Using a bare bones example, if a spouse was married for 10 years, then divorced and had $0 income until the time of retirement, they would be entitled to 50% of the former spouse’s Social Security benefit. If the higher wage earner receives $1000 a month, the former spouse would be eligible for a $500 a month benefit.

Things get more complicated when the lower income spouse has worked and earned a reasonable income. The strategy is all in the timing of claiming the benefit. If the lower income person can file for Social Security benefits early, and before the higher earning person files their claim, the lower earning person can collect their monthly benefit based on their lower income. Once the higher wage earner claims their benefit, the spouse can make the switch and receive the 50% benefit once the claim is processed. The only reason that this strategy will not work is if the monthly benefit of the lower wage earner is greater than the 50% benefit they would receive from the higher wage earner.

The timing of when to file for retirement benefits can be crucial. If the lower wage earner claims the spousal benefit before they reach full retirement age, which currently is 66 for those closest to eligibility, they will lose out when making the claim for the higher wage earner’s benefit amount. The reason is that the benefit calculation is based on the difference between what the lower wage earner is receiving in benefits and the higher wage earner’s benefit.

If the lower wage earner claims their benefit prior to reaching full retirement, whatever amount they will receive will be subtracted from the 50% of the higher wage earner’s monthly benefit. So as an example, if a spouse claims a $500 monthly benefit prior to reaching full retirement, they will receive the $500 up to full retirement age. If they choose to switch over to the spousal benefit to maximize their monthly benefit amount, that $500 will be subtracted from the 50% amount the higher wage earner receives. If the higher wage earner benefit is, say, $1200 a month, the $500 is subtracted from $600 (50% of the $1200) with a net benefit increase of $100. If the lower wage earner waits until full retirement age, the calculation would change from $600-$500 to $600-$0 because no prior benefits have been received.

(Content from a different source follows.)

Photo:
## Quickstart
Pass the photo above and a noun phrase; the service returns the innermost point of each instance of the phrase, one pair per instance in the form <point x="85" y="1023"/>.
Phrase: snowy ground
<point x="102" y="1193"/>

Finally, the timing issue comes into play if the higher wage earner files for benefits first after reaching full retirement. This is called the “deeming” rule and prevents the lower wage earner from trying to take advantage of the spousal benefit provision. Basically, waiting to file for benefits just to get a higher monthly spousal benefit amount is not allowed.

Though the spousal benefit can be a point of lifelong contention between two former spouses, reaching an amicable agreement can make both parties’ life much easier. The principle that can be applied is that both people paid Social Security taxes during their years of employment, so maximizing their Social Security benefit only makes sense. From a more cynical view, there are many people receiving Social Security benefits who are bilking the system, so getting what you are legally entitled to only makes sense instead of having that money find its way into the hands of someone who is dishonest.